Au niveau du scénario, le jeu vous emmène dans un village sinueux en Espagne. Vous incarnez Leon Scott Kennedy, le héros du second opus et avez pour but de sauver la fille du président des Etats-Unis, à savoir Ashley. Celle-ci a été enlevée par une organisation inconnue et aurait été aperçue en Europe. Afin d’éviter d’ébruiter cette affaire, le président envoie Léon seul pour ramener sa fille.
Le scénario du jeu est assez critiquable car peu développé et parfois décevant. Déjà, exit le scénario des anciens opus. Exit Umbrella, les zombies et consorts. On a un peu l’impression que Resident Evil 4 est un autre jeu et que le pilier bâti par Umbrella et les anciens opus n’aura servi à rien. Même si le jeu connaît quelques rebondissements qui nous tiendront assez en haleine, il met prêt de 7-8 heures à démarrer et est assez morcelé. On ne demande pas des dialogues à la MGS mais un peu plus de développement et moins de péripéties inutiles…

Quant aux graphismes, ceux-ci sont terribles. Totalement en 3D temps réel contrairement aux anciens opus en 3D précalculée (mis à part Code Veronica), Resident evil 4 est vraiment beau ! Grâce au moteur 3 D du jeu, vous pourrez tourner la caméra et voir tout ce qui vous entoure. Ainsi, si RE 4 a des graphismes différents de ceux de RE Rebirth et RE0 (qui sont plutôt fixes), ceux-ci sont super détaillés et vraiment réussis lorsque l’on se rend compte de l’étendu du jeu. Revenons à la caméra et aux angles de vue. Si vous pouvez maintenant regarder autour de vous, vous aurez néanmoins du mal à regarder derrière vous car la caméra est braqué sur le dos de Leon et vous ne verrez pas ce qui va vous arriver par derrière à moins de vous retournez rapidement. Cette caméra n’est pas un défaut, du tout, elle a été spécialement ajustée de la sorte pour vous apporter un frisson supplémentaire proche de ce que l’on rencontre dans les films.

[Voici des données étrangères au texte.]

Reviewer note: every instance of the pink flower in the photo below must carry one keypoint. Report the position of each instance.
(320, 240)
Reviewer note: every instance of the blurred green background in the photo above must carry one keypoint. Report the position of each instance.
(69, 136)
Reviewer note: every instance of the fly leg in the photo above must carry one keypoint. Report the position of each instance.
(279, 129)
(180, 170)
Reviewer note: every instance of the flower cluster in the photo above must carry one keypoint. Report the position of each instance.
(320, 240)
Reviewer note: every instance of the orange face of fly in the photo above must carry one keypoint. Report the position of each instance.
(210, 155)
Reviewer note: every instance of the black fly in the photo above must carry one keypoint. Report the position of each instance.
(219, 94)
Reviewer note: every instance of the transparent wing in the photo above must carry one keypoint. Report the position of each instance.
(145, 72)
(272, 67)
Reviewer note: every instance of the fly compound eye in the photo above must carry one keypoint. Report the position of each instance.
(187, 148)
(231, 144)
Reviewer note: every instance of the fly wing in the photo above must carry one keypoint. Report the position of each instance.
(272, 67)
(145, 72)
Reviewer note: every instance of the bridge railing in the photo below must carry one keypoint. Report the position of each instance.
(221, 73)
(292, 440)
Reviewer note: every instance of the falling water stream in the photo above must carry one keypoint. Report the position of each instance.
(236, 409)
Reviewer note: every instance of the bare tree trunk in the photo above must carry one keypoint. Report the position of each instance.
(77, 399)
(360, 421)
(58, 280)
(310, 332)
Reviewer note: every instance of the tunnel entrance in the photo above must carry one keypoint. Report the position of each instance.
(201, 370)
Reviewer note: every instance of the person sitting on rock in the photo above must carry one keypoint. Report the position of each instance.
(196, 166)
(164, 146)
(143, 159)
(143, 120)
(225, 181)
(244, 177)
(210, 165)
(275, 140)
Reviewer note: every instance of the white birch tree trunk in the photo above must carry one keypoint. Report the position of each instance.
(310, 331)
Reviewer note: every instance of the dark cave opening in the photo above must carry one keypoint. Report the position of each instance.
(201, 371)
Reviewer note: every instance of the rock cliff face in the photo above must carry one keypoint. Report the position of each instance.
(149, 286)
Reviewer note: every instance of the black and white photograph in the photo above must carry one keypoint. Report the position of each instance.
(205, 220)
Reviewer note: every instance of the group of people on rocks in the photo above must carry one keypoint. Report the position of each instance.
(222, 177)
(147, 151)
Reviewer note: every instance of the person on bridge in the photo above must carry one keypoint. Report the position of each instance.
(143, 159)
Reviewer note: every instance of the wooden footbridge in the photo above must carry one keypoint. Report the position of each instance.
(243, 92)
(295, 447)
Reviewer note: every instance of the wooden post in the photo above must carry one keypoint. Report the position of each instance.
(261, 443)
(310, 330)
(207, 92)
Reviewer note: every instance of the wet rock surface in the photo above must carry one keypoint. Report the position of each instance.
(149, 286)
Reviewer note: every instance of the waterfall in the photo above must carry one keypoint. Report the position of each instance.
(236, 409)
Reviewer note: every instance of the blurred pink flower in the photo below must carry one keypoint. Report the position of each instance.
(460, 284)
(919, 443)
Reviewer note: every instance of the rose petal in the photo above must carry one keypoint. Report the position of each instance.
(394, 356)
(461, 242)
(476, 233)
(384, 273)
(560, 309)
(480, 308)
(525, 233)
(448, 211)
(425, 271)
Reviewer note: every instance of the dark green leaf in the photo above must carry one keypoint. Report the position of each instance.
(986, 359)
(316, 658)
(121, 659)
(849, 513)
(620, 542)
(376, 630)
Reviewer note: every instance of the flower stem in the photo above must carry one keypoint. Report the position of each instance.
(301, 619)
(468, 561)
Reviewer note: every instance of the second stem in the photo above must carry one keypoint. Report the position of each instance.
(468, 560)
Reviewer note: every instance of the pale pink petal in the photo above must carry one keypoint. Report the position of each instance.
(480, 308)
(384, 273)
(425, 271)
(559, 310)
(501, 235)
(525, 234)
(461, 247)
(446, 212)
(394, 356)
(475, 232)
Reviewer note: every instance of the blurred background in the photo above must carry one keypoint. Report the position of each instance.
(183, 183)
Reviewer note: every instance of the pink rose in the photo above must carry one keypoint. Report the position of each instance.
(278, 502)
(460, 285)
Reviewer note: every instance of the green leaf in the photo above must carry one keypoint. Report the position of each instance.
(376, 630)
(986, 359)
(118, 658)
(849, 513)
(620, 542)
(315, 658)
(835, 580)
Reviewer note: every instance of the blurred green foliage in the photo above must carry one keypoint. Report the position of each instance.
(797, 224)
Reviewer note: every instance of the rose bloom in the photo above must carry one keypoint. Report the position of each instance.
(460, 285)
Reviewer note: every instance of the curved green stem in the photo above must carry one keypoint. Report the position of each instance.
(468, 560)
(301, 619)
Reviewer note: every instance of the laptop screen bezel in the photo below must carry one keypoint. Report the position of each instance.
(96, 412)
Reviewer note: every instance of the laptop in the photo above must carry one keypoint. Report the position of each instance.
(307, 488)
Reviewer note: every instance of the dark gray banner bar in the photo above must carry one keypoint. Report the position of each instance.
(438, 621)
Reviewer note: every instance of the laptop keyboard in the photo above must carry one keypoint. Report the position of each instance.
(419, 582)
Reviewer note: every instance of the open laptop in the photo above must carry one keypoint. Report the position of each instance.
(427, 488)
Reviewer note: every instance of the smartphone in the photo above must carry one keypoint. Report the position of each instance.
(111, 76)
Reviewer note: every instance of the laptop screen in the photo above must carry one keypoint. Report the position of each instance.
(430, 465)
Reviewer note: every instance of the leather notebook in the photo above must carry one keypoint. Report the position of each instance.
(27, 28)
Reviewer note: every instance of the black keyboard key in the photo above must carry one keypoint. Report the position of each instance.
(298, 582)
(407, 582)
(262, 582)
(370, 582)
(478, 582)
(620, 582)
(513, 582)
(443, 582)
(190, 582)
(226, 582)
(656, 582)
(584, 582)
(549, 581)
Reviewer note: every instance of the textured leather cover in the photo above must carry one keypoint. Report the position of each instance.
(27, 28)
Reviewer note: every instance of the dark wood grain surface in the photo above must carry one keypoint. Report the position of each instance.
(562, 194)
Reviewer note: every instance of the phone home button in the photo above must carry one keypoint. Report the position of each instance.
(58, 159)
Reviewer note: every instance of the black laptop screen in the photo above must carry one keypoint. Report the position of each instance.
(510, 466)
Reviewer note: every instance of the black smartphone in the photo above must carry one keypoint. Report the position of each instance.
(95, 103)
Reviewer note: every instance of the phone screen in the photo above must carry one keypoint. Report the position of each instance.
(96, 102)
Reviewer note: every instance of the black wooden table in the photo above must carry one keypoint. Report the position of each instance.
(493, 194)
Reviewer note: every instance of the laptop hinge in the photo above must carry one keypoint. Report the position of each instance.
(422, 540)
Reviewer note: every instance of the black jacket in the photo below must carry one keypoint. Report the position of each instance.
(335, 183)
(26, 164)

Venons maintenant au gameplay du jeu, celui-ci a aussi beaucoup évolué. Il était assez rigide et critiqué dans les anciens opus. A présent il a totalement évolué avec tout d’abord la caméra braquée derrière Leon comme je vous l’aie dit dans le paragraphe précédent. Aussi, à présent, Leon court de façon moins désordonnée et saura fuir les ennemis.
Lorsque vous attaquez les ennemis, vous pourrez utiliser une artillerie lourde acheter auprès d’un marchand ambulant rencontré dans divers zones du jeu. De plus, vous pourrez viser vos ennemis et ainsi tenter des headshots ou de casser leurs élans et ensuite de leur mettre des coups de pied (jouissif !) Enfin bref, pour plus d’informations, allez plutôt dans le test ;)

Ah, j’ai oublié la bande son, celle-ci est sublime. Elle accompagne diablement l’atmosphère. Jouant sur des sons dixit de « psychopathe »  vous foutant la pression à chaque salle, elle participe humblement à la pression exercée sur le joueur.

Pour finir, je parlerai sur la version PS2 de Resident Evil 4. Si le jeu est un peu moins beau graphiquement (plus terne, moins de polygones sur les protagonistes, quelques petits ralentissements), il reste une claque graphique qui n’a presque rien à envier de la version GC, de plus, la version PS2 possède quelques bonus forts sympathiques dont le mode Separate Ways. En bref, du tout bon !

Mise à jour du dossier effectué le 9/11/05 pour prendre en compte la version PS2 du jeu.